Klassiker-Neuauflage In "Need for Speed" geht nie die Sonne auf

Blanke Karosserien, abgesperrte Strecken: Rennspiele zelebrieren heute oft die seelenlose Ästhetik des Autokatalogs. Das neue "Need for Speed" steuert gegen: mit halbstarken Helden, illegaler Raserei - und ein paar Stars.
Von Tobias Hanraths

"Wir wollen nicht, dass uns irgendjemand sagt, was wir zu tun haben. Wir wollen frei sein und Spaß haben." Den aktuellen Trailer zu "Need for Speed" eröffnet Publisher Electronic Arts mit einem Zitat aus "Die wilden Engel", einem Trash-Klassiker, in dem Peter Fonda einen Rocker spielt. Dazu läuft "Gangsta's Paradise", und getunte Autos liefern sich Verfolgungsjagden mit der Polizei. Nach einjähriger Pause kehrt "Need for Speed" als wildromantische Raserfantasie auf die Xbox One und die Playstation 4 zurück.

Dabei geht der Trend auf dem Markt für Rennspiele gerade genau in die andere Richtung: Die große Zeit bunter Arcade-Racer wie "Burnout", die Spielspaß vor Realismus stellen, ist vorbei. Stattdessen regieren von "Forza Motorsport" bis "Driveclub" Rennspiele mit Autokatalog-Ästhetik. Millionenteure Sportwagen sind hier anbetungswürdige Wunder der Technik, keine Spielzeuge für Anarcho-Abenteurer.

Um sich davon abzusetzen, hat der schwedische Entwickler Ghost Games für das neue "Need for Speed" einige mutige Entscheidungen getroffen: Anders als bei der Konkurrenz gibt es hier eine Story, die das Spiel wieder einmal in Videosequenzen mit Schauspielern erzählt. Für mehr Glaubwürdigkeit spielen darin sogar echte Tuning- und Motorsport-Stars wie Gymkhana-Pilot Ken Block mit. Und für die richtige Untergrundstimmung geht in "Need for Speed" nie die Sonne auf: In der Spielwelt ist immer Nacht.
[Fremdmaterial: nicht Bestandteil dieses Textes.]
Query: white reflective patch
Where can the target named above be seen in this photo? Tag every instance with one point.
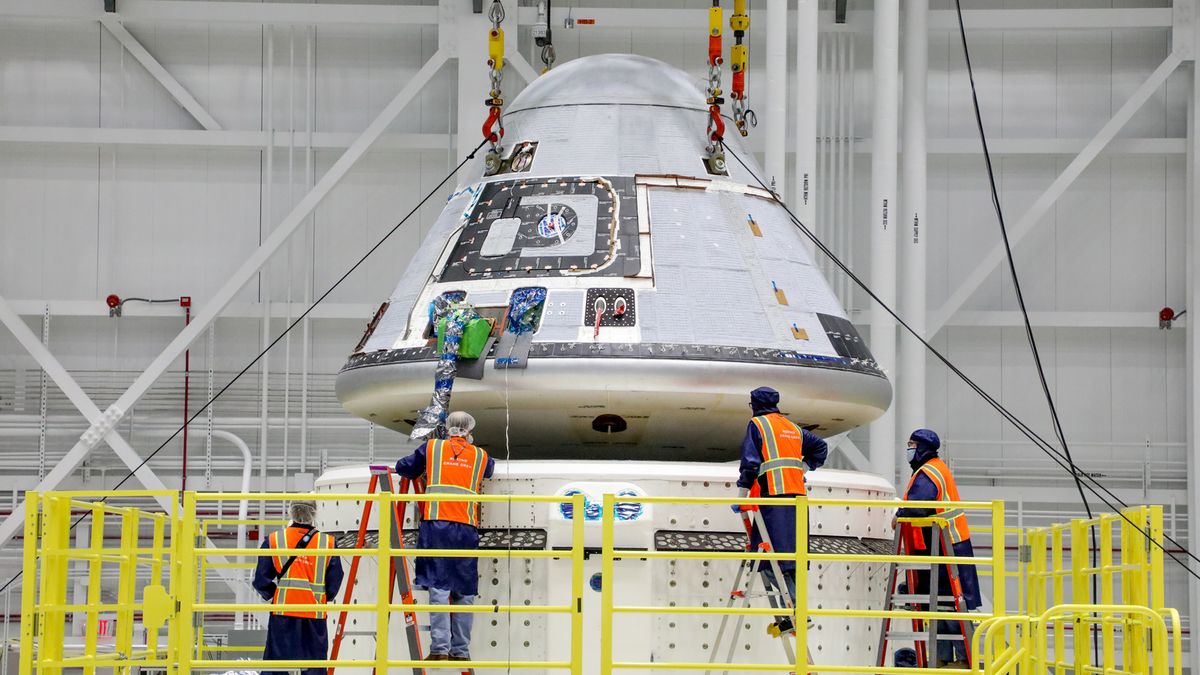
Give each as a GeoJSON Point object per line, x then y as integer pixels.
{"type": "Point", "coordinates": [501, 238]}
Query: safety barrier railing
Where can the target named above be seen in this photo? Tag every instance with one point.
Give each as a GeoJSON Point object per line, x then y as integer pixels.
{"type": "Point", "coordinates": [802, 611]}
{"type": "Point", "coordinates": [1121, 555]}
{"type": "Point", "coordinates": [173, 615]}
{"type": "Point", "coordinates": [1151, 653]}
{"type": "Point", "coordinates": [47, 560]}
{"type": "Point", "coordinates": [165, 559]}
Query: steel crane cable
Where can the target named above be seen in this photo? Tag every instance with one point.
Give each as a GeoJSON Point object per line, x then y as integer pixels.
{"type": "Point", "coordinates": [1095, 485]}
{"type": "Point", "coordinates": [1025, 315]}
{"type": "Point", "coordinates": [276, 341]}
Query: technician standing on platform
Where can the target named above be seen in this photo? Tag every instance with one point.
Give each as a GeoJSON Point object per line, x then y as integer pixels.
{"type": "Point", "coordinates": [309, 579]}
{"type": "Point", "coordinates": [774, 455]}
{"type": "Point", "coordinates": [933, 482]}
{"type": "Point", "coordinates": [451, 467]}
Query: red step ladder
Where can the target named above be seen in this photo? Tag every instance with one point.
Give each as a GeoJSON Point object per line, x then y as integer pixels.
{"type": "Point", "coordinates": [923, 633]}
{"type": "Point", "coordinates": [383, 478]}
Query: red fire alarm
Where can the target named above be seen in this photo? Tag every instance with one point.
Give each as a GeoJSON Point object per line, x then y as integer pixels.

Das Grundgerüst stimmt: Das neue "Need for Speed" sieht mit funkelnder Leuchtreklame und stets regennassen Straßen fantastisch aus, dazu gibt es einen gut zusammengestellten Soundtrack mit aktueller Popmusik. All das ist erfreulich konsequent, umso tragischer erscheint es, dass Ghost Games bei der Umsetzung an ein paar wichtigen Stellen scheitert.

Plumpe Werbung und peinliche Sprüche

Die Filmsequenzen sind grausig schlecht gespielt, vollgestopft mit plumper Werbung und peinlichen Sprüchen. Dank der aufwendigen Inszenierung und etwas Selbstironie haben sie aber wenigstens einen gewissen Trash-Charme. Und die sogenannten Charaktere sind zwar laufende und sprechende Klischees. Mit der Zeit wächst die Clique pseudocooler Möchtegern-Raser dem Spieler aber trotzdem irgendwie ans Herz. Eine richtige Geschichte entsteht dabei aber nie: Konflikte, Spannung oder irgendeine andere Form von Drama gibt es im Verlauf des Spiels kaum.

Gut gelungen ist das Fahren an sich: Mit den richtigen Einstellungen driften die Autos nach nur einem kurzen Druck auf die Handbremse dramatisch durch Haarnadelkurven. Und wer es gerne etwas realistischer mag, braucht in der virtuellen Garage nur ein paar Schieberegler in die andere Richtung schieben, um das Fahrverhalten zu verändern. Eine präzise Simulation wird "Need for Speed" so nie, das will es aber auch gar nicht sein. Nicht einmal eine manuelle Gangschaltung gibt es. Dafür lassen sich die eigenen Autos aber massiv tunen und umbauen. Aus dem lahmen Honda Civic ohne Extras wird so irgendwann ein hochgezüchtetes PS-Monster mit Heckspoiler und Frontschürze.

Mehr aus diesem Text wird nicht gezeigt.